С литературщиной все иначе. Она жаждет неестественно на нее походить, или иметь к ней отношение. И чем больше походит, тем менее жизненна. Это как машины без двигателя (а он там должен быть). В литературе, вроде бы столь непохожей на жизнь, но многое в ней улавливающей, разговор заходит как раз об этом двигателе. Ведь он и есть главное.
Все что вышло из-под руки Селукова – натужная литературщина.
Второе. Перед нами результат многолетнего, распространившегося как эпидемия уверенного ожидания, что читатель допишет книгу сам (автор-то занят и ему недосуг). Селуков идет широкой дорогой жульничества боллитры, где недоделки и брак сбрасываются на читателя: это не мы так пишем, это читатель не тем местом читает, не дорос еще. Важно говорение, а не содержание, строки, а не суть.

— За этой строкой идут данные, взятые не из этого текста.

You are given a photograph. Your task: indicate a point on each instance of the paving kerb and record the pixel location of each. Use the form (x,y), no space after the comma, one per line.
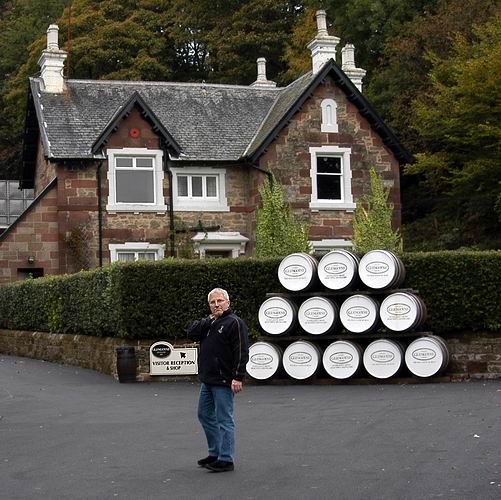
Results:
(71,433)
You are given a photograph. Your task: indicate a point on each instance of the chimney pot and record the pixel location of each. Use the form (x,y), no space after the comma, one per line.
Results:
(261,69)
(348,56)
(262,80)
(355,74)
(51,63)
(322,23)
(53,37)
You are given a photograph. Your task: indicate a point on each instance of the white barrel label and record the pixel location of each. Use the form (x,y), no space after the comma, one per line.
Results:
(294,271)
(427,356)
(383,358)
(297,271)
(378,269)
(359,313)
(264,360)
(276,315)
(342,359)
(318,315)
(301,359)
(337,270)
(401,312)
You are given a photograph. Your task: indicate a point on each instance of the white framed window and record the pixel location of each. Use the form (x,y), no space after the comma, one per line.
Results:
(329,116)
(133,251)
(135,178)
(199,189)
(219,244)
(331,179)
(321,247)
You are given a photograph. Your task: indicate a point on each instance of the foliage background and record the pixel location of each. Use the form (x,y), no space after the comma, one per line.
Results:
(433,72)
(145,300)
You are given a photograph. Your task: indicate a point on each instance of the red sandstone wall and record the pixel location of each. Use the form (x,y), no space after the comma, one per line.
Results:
(35,235)
(289,159)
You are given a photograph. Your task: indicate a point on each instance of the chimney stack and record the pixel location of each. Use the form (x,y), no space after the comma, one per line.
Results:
(355,74)
(51,62)
(262,81)
(323,46)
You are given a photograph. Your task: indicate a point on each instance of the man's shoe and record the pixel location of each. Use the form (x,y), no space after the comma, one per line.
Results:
(203,462)
(220,466)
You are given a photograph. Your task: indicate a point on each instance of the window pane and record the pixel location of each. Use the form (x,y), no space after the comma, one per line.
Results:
(182,185)
(211,187)
(329,164)
(146,255)
(329,187)
(144,162)
(126,256)
(124,162)
(15,192)
(196,186)
(134,186)
(16,207)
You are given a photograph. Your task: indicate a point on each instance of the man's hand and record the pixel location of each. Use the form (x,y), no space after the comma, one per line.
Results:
(236,386)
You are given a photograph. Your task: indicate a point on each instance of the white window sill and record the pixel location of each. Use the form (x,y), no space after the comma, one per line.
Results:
(330,205)
(199,207)
(125,207)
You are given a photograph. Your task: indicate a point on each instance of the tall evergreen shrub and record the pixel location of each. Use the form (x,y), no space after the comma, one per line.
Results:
(373,220)
(278,233)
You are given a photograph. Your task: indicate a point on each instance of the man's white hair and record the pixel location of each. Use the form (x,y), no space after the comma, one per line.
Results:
(224,293)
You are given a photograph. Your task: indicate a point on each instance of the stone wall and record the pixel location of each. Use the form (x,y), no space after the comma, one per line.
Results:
(34,235)
(289,159)
(95,353)
(473,355)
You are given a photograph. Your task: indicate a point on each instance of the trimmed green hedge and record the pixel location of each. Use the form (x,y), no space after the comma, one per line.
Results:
(462,291)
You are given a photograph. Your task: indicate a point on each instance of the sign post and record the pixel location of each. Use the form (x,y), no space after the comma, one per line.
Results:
(168,360)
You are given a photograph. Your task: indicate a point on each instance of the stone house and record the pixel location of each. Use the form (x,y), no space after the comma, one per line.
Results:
(125,170)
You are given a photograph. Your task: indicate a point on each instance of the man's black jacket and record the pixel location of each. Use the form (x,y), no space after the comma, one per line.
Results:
(224,348)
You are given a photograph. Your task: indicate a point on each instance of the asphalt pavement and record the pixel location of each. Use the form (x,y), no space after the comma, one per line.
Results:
(70,433)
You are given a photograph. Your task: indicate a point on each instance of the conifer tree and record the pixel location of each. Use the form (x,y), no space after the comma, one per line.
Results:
(278,233)
(373,220)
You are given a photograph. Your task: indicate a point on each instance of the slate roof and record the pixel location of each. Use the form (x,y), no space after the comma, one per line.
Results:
(209,122)
(201,122)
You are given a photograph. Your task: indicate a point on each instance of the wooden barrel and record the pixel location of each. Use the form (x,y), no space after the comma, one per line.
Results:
(342,359)
(298,272)
(278,316)
(427,356)
(338,270)
(359,314)
(301,359)
(318,316)
(381,270)
(402,312)
(383,358)
(126,364)
(265,360)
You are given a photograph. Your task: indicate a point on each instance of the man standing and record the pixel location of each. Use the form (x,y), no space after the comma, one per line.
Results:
(224,352)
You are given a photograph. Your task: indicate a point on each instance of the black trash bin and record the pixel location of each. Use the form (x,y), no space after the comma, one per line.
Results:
(126,364)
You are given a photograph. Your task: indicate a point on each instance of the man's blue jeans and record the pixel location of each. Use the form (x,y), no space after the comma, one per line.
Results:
(215,413)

Третье. Отказ от критериев и иерархии привел к тому, что за литературу, рассказ, роман можно выдать что угодно. Тем более, что в издательствах, толстых журналах, практически не найдется людей способных отличить текст от не-текста. В результате соединять можно друг с другом все, что душе пожелается, выдавать за роман, рассказ всякую чепуху.
Так вот, завершая разговор о феномене Павла Селукова (больше говорить не о чем) хочется задать вопрос: как же называть его после этого? Книжка есть, а текстов нет.
Ответ простой. В народе таких называют кратким, составленным из двух частей словом – одна из лексики нецензурной, другая из иностранной. Мы же люди культурные и ругаться не будем, скажем, деликатно, без мата – перед нами обыкновенный хреноплет.